The long awaited Taylor Review was published on 11th July 2017 amid much media attention. The report, which was commissioned by Theresa May in 2016, seeks to undertake a wide-ranging review of employment legislation and practice in light of recent changes in the modern workplace including the so-called “gig economy”.

In a report running to over 100 pages, it highlights the flexibility and competitiveness of the UK labour markets on the international stage and states clear aims to improve working conditions and fairness, whilst maintaining the benefits of the flexibility enjoyed by many.

Interestingly, the report aims to promote improved management and responsibility in the workplace, with the Government accountable.

The full report can be read here. Among the key recommendations for the Government to consider include:

  • Clarity on “self-employed”, “worker” “and “employed” categories. Suggestions had been made previously that there should be a refinement of these categories to mirror the tax system which simply uses the categories “employed” or “self-employed”. The Taylor report rejects this suggestion and suggests a new category in employment law – “dependent contractor” – defined as workers without employment rights. The report explains that in this context “control” is more important than “personal service” leading therefore to greater employment rights and that “dependent contractors” should have the right to a written statement at the commencement of work, and a right to compensation where this does not happen.
  • Agency worker and zero hours contracts – agency workers should be able to request an employment contract after 12 months on the same job. Workers on “zero hours” contracts, should be able to request a contract that reflects the level of hours of work that they usually carry out after 12 months.
  • National Minimum Wage (NMW) and National Insurance – the report proposes that the definition of “working time” is adapted for the purpose of the NMW and recommends that changes are introduced to reflect where hours are not guaranteed. It also suggests developing the work and role of the Low Pay Commission. Self-employed individuals should have to pay the same level of national insurance as employed workers.
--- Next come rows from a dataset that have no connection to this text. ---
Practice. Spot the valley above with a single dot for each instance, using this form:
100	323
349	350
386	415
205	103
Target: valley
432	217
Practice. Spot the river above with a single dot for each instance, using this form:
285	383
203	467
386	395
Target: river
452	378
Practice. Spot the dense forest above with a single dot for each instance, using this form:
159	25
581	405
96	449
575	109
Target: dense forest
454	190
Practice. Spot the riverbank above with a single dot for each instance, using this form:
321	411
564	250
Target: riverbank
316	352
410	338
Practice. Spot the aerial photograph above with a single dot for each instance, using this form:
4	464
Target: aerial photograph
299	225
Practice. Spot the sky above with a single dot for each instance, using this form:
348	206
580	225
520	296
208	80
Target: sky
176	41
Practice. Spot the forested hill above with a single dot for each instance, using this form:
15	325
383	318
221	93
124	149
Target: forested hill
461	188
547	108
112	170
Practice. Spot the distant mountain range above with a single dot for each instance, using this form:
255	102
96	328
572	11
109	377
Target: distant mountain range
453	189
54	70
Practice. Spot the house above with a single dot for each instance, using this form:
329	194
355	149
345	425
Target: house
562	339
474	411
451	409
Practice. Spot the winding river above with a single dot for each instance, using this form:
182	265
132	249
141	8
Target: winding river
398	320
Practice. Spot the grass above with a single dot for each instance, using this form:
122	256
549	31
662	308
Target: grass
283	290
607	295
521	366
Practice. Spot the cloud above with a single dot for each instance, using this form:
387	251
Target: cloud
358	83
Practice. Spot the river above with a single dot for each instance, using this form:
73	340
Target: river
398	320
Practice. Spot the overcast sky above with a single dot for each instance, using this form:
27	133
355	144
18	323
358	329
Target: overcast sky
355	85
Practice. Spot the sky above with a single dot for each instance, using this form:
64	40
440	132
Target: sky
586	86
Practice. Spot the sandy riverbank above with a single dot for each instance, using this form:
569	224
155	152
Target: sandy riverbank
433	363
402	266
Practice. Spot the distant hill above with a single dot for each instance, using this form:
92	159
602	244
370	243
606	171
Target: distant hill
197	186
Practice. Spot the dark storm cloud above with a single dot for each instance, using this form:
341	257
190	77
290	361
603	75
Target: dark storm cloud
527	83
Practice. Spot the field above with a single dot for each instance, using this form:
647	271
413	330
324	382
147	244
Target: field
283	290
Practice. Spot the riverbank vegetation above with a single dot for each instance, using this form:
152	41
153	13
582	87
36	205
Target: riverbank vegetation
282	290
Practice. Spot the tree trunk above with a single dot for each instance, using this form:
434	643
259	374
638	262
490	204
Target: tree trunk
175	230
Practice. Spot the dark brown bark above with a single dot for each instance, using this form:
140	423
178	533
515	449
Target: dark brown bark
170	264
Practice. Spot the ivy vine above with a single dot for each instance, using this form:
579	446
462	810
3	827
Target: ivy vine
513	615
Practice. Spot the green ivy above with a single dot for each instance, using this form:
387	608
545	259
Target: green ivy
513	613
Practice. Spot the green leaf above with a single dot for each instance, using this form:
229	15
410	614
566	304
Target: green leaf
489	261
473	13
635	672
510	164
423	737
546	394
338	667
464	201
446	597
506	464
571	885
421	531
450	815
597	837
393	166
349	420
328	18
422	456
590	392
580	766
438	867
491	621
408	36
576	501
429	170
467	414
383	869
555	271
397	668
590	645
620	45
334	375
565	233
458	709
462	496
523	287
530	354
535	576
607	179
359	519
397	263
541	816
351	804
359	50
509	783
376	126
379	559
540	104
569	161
Currently two people doing exactly the same job but on different employment contracts would pay entirely different levels of NI and the report recommends that this should change.
  • Holiday and sick pay – workers should be able to choose to receive enhanced rates of pay instead of taking holiday, if they wish. It is also suggests that Statutory Sick Pay becomes an employment right – but that this should be based on length of time in employment to be fair to employers where workers have not worked for six months.

The report also states that will be no material change in the Employment Tribunal fees which were recently introduced. The decline in the number of Employment Tribunal applications has suggested a perceived balance of power to employers. The report states that the Government should keep it under review.